Ihr werdet Euch vielleicht fragen, wie ich heute zur außerordentlichen
Reise von damals stehe. Ich stehe noch immer mit Stolz dazu, damals bei
den Vorbereitungen mitgewirkt zu haben. Die Reise selbst hat aber für
mich an Bedeutung verloren. Ihr Eindruck ist am verblassen. Die Presse
hat ja in der Zwischenzeit Berichte von anderen bedeutenden Reisen um
die Welt geliefert. Sie sind an mir vorbei gegangen, sie haben mich
nicht berührt, weiter geführt oder verändert. Mein Umfeld ist darüber
eher beruhigt. Ich bin für meine Bekannten wieder fassbar auf der Erde
unterwegs. Sie sagen mir, wie froh sie seien, dass ich wieder einer der
ihren wäre, nicht mehr so auffiele, und nicht mehr nur durch die
Weltpresse zu ihnen spräche.
Endlich wieder zuhause
In Franz K. kommt ein Gefühl hoch, das ihm sagt, er müsste sich langsam
seiner Rückkehr zukehren. Er ist der Meinung, sich lange genug am Ort,
den er für eine Erholungszeit gewählt hat, aufgehalten zu haben. Nun
ist er auf dem Weg der Rückkehr, er nimmt gewissermaßen Anlauf zur
Rückkehr, und damit kehrt er seinem Aufenthaltsort auch schon den
Rücken zu. Mit anderen Worten: Er befindet sich jetzt auf der Hinkehr
nach seinem Zuhause, er kehrt seine Aufmerksamkeit seinem Zuhause zu.
Dafür steht ihm viel Zeit zur Verfügung, denn die Hinkehr dauert sehr
lange. Diese Zeit verwendet er dafür, Erinnerungen aufzufrischen. Er
versucht zum Beispiel, sich zu erinnern, wie er sich die Erholungszeit
seinerzeit vorgestellt hat. Er kommt dabei zum Schluss, dass sich diese
Vorstellung mit der erlebten Wirklichkeit nicht deckt. Er hat dort ganz
andere Tätigkeiten als die vorgenommenen ausgeübt. Auch ist die
Erholungszeit viel langsamer verstrichen, als er sich vorgestellt
hatte. Er hat auch nicht damit gerechnet, dass sich sein Zuhause
während der Erholungszeit mit neuen Dingen verstellt haben könnte. Dies
führt dazu, dass das Zuhause noch viel weiter entfernt zu liegen kommt,
als es geographisch schon entfernt liegt.

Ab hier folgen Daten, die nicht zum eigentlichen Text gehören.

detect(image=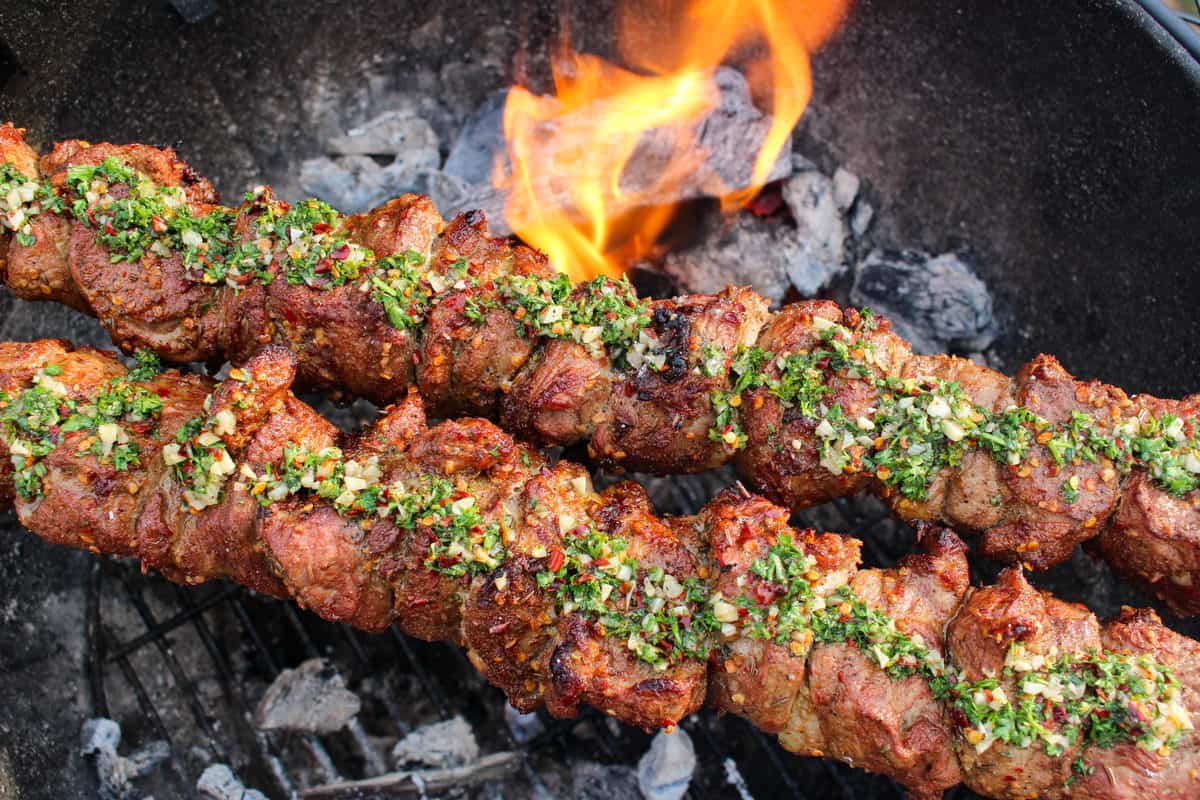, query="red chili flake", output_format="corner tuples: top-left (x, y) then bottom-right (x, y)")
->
(754, 583), (779, 606)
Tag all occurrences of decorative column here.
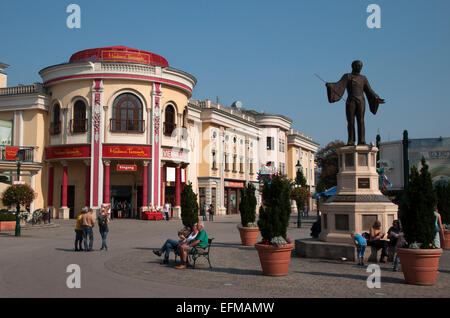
[90,79,105,210]
[141,161,149,211]
[58,161,70,219]
[151,83,163,206]
[47,164,55,208]
[103,160,111,205]
[84,160,91,208]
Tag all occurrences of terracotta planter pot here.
[0,221,16,231]
[255,243,294,276]
[441,229,450,250]
[239,227,259,246]
[397,248,442,286]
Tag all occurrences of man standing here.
[325,61,385,145]
[209,203,214,221]
[81,209,95,252]
[175,221,208,269]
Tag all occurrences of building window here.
[50,104,61,135]
[267,137,275,150]
[212,150,217,170]
[111,93,144,133]
[164,105,177,136]
[70,100,87,133]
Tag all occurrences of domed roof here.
[69,46,169,67]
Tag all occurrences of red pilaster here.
[142,161,148,206]
[175,167,181,206]
[61,164,67,207]
[159,167,164,206]
[84,165,91,207]
[47,166,54,206]
[103,161,110,204]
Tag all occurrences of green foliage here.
[239,182,256,227]
[2,184,36,206]
[316,140,345,192]
[400,157,436,248]
[434,183,450,224]
[295,169,306,187]
[258,175,291,242]
[181,182,198,226]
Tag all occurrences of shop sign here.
[102,49,150,64]
[45,146,91,160]
[225,181,244,188]
[116,164,137,171]
[162,149,187,162]
[5,147,19,160]
[103,145,152,159]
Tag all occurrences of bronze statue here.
[325,61,385,145]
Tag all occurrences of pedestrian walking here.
[75,208,87,252]
[201,203,207,221]
[81,209,95,252]
[209,203,214,221]
[97,208,109,251]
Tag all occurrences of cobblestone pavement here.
[0,216,450,298]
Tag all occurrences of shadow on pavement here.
[294,271,405,284]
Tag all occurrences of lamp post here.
[295,160,302,227]
[15,149,24,236]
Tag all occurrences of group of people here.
[200,203,214,221]
[153,221,208,269]
[111,201,132,219]
[75,208,110,252]
[351,206,444,271]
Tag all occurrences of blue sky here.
[0,0,450,146]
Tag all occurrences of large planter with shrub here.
[255,173,294,276]
[238,183,259,246]
[397,248,442,286]
[397,157,442,285]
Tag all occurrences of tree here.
[239,182,256,227]
[400,157,436,248]
[258,175,291,242]
[434,182,450,224]
[181,182,198,226]
[316,140,345,192]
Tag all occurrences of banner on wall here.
[0,120,13,146]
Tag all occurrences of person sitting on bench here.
[175,221,208,269]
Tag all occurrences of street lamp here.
[295,160,302,227]
[15,149,25,236]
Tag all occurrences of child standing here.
[351,232,367,266]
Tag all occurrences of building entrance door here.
[111,185,133,218]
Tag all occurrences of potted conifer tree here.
[397,157,442,285]
[435,182,450,249]
[238,182,259,246]
[255,173,294,276]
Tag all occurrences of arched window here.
[164,105,177,136]
[70,100,87,133]
[50,103,61,135]
[111,93,144,132]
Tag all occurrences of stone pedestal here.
[58,206,70,220]
[319,145,398,244]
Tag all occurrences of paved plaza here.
[0,215,450,298]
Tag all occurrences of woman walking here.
[98,208,109,251]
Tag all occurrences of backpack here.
[98,215,108,228]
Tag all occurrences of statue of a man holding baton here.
[319,61,385,145]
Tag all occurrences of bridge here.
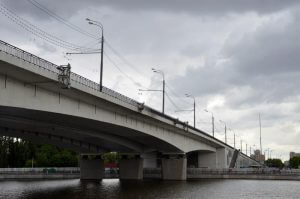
[0,41,259,180]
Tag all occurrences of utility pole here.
[100,26,104,92]
[194,99,196,128]
[225,124,227,144]
[211,115,215,137]
[241,140,243,153]
[86,18,104,92]
[258,113,262,154]
[185,94,196,128]
[220,120,227,144]
[204,109,215,137]
[233,132,235,148]
[152,68,166,114]
[163,78,166,114]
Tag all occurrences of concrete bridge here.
[0,41,258,180]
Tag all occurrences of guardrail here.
[0,40,139,106]
[0,167,80,174]
[187,168,300,176]
[0,40,250,155]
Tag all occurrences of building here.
[290,152,300,159]
[250,150,265,164]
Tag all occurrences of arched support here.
[119,155,144,180]
[80,154,104,180]
[162,154,187,180]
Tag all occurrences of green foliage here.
[290,157,300,169]
[102,152,120,163]
[265,159,284,168]
[0,136,78,168]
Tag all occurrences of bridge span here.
[0,41,259,180]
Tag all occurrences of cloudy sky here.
[0,0,300,159]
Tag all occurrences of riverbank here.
[0,167,300,181]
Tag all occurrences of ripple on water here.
[0,179,300,199]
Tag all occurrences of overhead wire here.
[0,1,96,50]
[105,39,146,77]
[104,52,146,88]
[27,0,99,39]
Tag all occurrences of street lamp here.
[86,18,104,92]
[185,94,196,128]
[204,109,215,137]
[229,128,235,148]
[220,120,227,144]
[152,68,166,114]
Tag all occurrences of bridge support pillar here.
[119,156,144,180]
[142,152,158,168]
[80,155,104,180]
[198,151,217,169]
[162,154,187,180]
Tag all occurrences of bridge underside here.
[0,106,182,153]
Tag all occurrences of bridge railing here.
[0,40,138,106]
[0,167,80,174]
[0,40,231,147]
[187,168,300,176]
[0,40,59,73]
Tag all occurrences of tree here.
[265,159,284,168]
[0,136,78,168]
[290,157,300,169]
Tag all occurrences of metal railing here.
[0,40,247,153]
[0,40,139,106]
[0,167,80,174]
[187,168,300,176]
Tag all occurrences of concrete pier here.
[162,155,187,180]
[119,157,144,180]
[80,155,104,180]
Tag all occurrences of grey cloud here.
[172,6,300,107]
[5,0,299,17]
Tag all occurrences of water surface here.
[0,179,300,199]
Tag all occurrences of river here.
[0,179,300,199]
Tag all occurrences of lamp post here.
[204,109,215,137]
[86,18,104,92]
[241,139,243,153]
[152,68,166,114]
[229,128,235,148]
[220,120,227,144]
[185,94,196,128]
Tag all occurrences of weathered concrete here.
[80,157,104,180]
[162,157,187,180]
[119,158,144,180]
[141,152,158,168]
[198,151,217,169]
[187,174,300,181]
[0,173,80,180]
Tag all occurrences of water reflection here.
[0,179,300,199]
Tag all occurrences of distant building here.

Nun ist er am Ort der Hinkehr angekommen, und man könnte auch hier die
Redewendung verwenden, dass er seiner Hinkehr schon den Rücken zukehrt.
So kann er sich ganz auf die Ankunft an seinem Zuhause konzentrieren.
Dies braucht so seine Zeit, denn Franz K. stellt jetzt fest, dass sich
sein Zuhause während der Erholungszeit in seiner Wahrnehmung
tatsächlich gehörig verändert hat. Er nimmt sich die Zeit bis zu dem
Punkt, wo er sagen kann: Endlich wieder Zuhause!